Energy drinks contain about 215 milligrams of caffeine, equivalent to the caffeine in two cups of coffee. Consumption of high amounts of caffeine have been linked to several diseases.
Here are 4 related health problems of energy drink consumption, as reported by My Health News Daily, Sunday (18/11/2012), among others:
- Heart problems In recent years, the Food and Drug Administration (FDA) has received 30 complaints of a heart attack caused by the consumption of energy drinks. Earlier in 2007, an Australian man also reportedly suffered a heart attack after consuming eight cans of energy drink for more than 7 hours.
- Risk of miscarriage The FDA has also received reports linking the consumption of energy drinks with miscarriage pregnancy. A study conducted in 2006 of more than 1,000 pregnant women found that pregnant women who consume more than 200 mg of caffeine per day, two times more likely to miscarry than pregnant women who did not drink caffeine.
- Increased risk of alcoholism Studies show that combining alcohol and energy drinks can be dangerous to health. Although caffeine is a stimulant, studies show that caffeine can fight the sedative effects of alcohol.
- Impaired intelligence The students usually drink energy drinks to boost morale and to stay awake to study. But a study conducted in 2010 found that the consumption of large amounts of caffeine cause the opposite effect of reduced intelligence.

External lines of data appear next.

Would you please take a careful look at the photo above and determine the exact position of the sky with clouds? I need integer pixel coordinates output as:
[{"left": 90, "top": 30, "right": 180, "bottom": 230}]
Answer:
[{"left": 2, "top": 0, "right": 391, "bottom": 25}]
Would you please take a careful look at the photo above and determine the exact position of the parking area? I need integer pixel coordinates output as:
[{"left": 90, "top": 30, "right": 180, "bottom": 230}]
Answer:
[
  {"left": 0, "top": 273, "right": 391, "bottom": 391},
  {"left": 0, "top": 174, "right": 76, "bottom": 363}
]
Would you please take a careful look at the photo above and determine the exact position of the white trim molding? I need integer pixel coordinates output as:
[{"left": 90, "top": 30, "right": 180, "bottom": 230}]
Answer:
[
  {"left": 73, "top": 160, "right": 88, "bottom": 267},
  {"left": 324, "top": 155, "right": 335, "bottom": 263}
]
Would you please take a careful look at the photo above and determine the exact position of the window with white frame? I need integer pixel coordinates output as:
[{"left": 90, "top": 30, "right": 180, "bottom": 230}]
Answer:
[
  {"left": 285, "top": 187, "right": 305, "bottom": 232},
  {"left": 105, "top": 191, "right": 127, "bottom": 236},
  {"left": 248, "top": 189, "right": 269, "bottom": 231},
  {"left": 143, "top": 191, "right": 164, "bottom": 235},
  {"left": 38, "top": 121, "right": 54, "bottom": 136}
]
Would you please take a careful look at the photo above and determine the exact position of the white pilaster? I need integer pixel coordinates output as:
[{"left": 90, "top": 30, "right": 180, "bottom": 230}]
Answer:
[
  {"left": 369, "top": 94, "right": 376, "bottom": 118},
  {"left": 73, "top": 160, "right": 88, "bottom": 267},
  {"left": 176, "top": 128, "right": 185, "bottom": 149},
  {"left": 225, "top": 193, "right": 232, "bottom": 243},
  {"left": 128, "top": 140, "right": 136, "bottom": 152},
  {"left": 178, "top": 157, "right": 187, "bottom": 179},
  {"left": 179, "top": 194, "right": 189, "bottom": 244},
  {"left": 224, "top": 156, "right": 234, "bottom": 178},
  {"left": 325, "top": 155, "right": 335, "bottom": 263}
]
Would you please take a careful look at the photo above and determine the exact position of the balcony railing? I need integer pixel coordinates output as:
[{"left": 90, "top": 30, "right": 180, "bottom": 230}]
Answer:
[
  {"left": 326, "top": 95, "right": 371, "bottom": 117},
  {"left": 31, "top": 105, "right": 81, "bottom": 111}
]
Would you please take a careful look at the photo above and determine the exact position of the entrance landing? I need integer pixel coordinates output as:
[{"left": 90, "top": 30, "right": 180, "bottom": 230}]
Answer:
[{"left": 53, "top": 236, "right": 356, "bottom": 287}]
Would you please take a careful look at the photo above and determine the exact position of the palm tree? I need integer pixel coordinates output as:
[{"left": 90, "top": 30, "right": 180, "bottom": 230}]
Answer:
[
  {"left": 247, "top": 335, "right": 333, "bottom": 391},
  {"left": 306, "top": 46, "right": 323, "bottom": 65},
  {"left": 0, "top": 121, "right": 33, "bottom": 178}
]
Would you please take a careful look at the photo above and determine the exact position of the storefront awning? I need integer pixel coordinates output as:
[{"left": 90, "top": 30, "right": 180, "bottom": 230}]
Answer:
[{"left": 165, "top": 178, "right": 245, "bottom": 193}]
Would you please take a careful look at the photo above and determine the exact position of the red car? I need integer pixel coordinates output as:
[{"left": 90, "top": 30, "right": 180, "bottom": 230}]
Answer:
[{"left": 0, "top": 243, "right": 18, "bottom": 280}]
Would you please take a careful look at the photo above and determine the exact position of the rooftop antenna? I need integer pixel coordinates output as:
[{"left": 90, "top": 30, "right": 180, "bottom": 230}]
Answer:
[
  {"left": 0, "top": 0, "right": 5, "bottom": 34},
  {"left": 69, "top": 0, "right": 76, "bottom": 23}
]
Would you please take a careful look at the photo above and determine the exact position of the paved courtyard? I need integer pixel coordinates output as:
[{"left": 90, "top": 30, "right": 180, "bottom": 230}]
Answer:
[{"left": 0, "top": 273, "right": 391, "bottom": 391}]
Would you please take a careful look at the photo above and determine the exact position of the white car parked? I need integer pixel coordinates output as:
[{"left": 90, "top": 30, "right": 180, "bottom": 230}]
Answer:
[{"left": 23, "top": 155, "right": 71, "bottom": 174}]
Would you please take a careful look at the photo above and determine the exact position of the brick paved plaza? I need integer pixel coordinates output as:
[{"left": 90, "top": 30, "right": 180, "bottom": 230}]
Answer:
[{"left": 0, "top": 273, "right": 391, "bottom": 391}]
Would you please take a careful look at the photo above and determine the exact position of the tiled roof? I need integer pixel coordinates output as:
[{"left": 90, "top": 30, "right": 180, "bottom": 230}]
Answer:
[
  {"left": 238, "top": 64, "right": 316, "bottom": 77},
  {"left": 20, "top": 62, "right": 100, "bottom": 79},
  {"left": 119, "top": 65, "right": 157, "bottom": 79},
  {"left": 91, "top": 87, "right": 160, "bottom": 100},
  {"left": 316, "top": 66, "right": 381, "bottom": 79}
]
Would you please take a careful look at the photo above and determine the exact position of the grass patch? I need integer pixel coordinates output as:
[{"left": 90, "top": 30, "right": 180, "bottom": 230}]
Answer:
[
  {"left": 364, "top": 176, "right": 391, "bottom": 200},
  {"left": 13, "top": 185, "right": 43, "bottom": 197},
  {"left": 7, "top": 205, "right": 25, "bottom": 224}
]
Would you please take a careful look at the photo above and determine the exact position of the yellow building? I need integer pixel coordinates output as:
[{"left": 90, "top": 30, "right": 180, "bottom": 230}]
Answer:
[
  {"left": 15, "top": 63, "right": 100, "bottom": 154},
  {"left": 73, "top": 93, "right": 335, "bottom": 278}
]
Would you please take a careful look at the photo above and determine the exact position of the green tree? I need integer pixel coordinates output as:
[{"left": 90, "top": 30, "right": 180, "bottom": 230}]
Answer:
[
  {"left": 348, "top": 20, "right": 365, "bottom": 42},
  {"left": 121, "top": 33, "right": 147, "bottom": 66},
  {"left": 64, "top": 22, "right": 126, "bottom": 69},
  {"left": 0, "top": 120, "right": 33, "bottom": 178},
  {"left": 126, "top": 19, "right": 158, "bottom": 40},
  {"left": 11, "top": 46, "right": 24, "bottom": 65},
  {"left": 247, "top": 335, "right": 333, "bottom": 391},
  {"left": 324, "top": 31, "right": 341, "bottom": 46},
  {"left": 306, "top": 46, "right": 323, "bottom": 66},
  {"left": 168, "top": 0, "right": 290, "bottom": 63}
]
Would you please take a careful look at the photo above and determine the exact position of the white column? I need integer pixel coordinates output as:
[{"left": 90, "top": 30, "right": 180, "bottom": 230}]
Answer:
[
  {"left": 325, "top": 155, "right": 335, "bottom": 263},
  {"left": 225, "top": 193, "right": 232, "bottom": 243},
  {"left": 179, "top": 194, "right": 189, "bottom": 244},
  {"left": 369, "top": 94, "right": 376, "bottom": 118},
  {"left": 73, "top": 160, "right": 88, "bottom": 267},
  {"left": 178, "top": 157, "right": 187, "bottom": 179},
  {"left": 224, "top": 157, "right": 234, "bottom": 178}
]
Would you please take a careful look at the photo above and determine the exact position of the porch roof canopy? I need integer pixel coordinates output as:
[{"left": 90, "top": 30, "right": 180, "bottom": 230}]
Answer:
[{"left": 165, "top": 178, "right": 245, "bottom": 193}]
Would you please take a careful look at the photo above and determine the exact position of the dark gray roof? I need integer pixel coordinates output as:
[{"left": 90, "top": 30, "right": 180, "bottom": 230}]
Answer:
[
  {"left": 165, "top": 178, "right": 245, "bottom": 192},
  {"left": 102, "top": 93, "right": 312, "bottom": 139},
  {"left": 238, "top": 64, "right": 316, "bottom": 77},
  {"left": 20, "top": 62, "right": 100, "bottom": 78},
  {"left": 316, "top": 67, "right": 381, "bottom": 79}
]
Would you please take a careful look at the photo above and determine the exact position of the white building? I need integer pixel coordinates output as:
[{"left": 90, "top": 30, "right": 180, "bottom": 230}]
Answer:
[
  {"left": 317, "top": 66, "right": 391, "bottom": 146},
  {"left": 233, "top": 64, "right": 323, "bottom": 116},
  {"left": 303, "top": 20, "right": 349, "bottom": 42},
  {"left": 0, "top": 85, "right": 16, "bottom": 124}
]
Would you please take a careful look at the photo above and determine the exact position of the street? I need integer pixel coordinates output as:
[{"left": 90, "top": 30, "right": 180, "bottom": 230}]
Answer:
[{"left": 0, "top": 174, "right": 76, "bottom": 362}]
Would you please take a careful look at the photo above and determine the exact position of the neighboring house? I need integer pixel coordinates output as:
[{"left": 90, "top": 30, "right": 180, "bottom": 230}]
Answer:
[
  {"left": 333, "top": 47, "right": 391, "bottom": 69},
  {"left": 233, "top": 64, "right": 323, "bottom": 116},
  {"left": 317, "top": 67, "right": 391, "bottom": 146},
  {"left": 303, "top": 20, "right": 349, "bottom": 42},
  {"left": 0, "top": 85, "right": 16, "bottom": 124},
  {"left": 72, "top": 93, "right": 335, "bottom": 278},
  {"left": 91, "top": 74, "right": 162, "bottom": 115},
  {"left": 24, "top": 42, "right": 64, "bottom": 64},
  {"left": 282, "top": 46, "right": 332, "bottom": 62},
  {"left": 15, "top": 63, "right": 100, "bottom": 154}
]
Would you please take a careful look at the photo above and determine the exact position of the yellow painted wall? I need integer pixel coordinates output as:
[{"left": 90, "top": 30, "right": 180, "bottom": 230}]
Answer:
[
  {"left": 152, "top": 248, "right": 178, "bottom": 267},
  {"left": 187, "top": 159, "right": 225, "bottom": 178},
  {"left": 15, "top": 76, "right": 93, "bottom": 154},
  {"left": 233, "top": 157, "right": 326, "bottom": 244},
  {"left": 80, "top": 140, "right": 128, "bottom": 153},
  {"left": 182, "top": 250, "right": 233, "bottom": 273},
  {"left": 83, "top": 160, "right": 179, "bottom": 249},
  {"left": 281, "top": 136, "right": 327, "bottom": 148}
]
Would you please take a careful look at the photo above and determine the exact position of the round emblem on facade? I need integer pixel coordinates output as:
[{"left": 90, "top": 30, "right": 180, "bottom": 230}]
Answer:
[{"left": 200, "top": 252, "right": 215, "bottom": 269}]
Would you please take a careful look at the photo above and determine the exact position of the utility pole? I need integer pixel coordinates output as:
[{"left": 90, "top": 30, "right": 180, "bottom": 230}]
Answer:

Patients who have heart problems at all with no history of chest pain. This might be due to a too high level of caffeine in energy drinks can increase heart rate and blood pressure.
Caffeine can also cause liver cells to release calcium, affects heart rate, and cause abnormal heart rhythm (arrhythmia). These drinks can also disrupt the balance of salt in the body, which is also associated with arrhythmias.
However, there is no sufficient evidence to show that energy drinks cause heart problems. Further research is needed to determine how much of the amount of energy drink consumption can interfere with the heart.
However, a study published in 2008 found no association between caffeine consumption, regardless of the amount of the risk of miscarriage at 20 weeks gestation. Because these studies have found no common ground, the American College of Obstetricians and Gynecologists recommends that pregnant women should limit caffeine intake to 200 mg per day.
Mixing alcohol and energy drinks can make a person awake for long periods of time and allow it to consume alcohol in greater numbers than usual. The study was published in the Journal of the American Medical Association last year.